For the most part the effort was there, just not the execution, he said.
“We had kids that played hard,” Kelley said. “But some of the kids that played hard were making the mistakes.”
Senior Mark Young, who is being shifted from cornerback to free safety to replace Props, said there was too much freelancing last week.
“Some of us didn’t do what we were supposed to do,” Young said. “We’ve got to play hard and follow our assignments and not worry about what everybody else is doing.
“I’m not worried about Roswell, I’m more worried about us beating ourselves.”
In Roswell (0-1), the Wildcats face a team that went winless in 2002 and is coming off a 27-14 loss to El Paso Americas.
It’s a similar situation to last year when Clovis rebounded from an opening night loss by drubbing Roswell 41-0.
“Last year I was disappointed,” second-year Roswell coach Bob Heider said. “I don’t think we showed up expecting to win the ballgame. “This year is different.
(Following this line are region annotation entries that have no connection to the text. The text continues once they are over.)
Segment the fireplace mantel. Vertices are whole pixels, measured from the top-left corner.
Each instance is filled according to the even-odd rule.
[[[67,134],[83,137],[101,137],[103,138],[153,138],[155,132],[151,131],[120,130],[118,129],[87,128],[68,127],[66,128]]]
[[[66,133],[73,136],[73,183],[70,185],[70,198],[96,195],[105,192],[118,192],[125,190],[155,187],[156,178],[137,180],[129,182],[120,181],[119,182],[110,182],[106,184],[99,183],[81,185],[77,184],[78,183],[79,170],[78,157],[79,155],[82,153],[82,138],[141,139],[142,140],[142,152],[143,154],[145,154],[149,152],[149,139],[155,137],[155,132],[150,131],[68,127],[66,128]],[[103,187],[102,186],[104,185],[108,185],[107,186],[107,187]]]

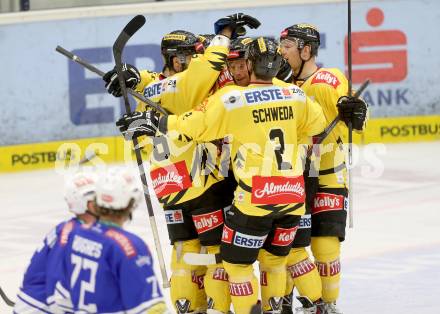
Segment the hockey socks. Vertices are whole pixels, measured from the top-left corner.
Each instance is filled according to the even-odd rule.
[[[206,247],[208,254],[220,253],[220,246]],[[231,306],[228,274],[223,264],[208,265],[205,275],[205,291],[208,296],[208,309],[228,313]]]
The kids this year think they’re going to win.”
The Class 4A Coyotes (0-1) are led by senior quarterback Mike Ramirez, who completed 15 of 20 passes for 141 yards last week.
“We’re going to put the ball in his hands,” Heider said. “He’s our playmaker.”
Heider said he prefers to run the ball but was just taking what the Americas defense gave them.
Junior Armando Carrillo leads an undersized Coyotes defense that allowed Americas running back Jonathan Lane to rush for 202 yards and score four times. Heider said Roswell played better defense than it looked.
“He scored on runs of 85 and 67 yards, otherwise we gave up 41 yards of total offense. I was real pleased.”
Kelley said the important thing this week is the Wildcats learn from their mistakes. He said last week’s loss was tough to digest, but is part of the growing process for the inexperienced Wildcats.
“We’re not really good right now, but we’re not as bad as that game was,” Kelley said.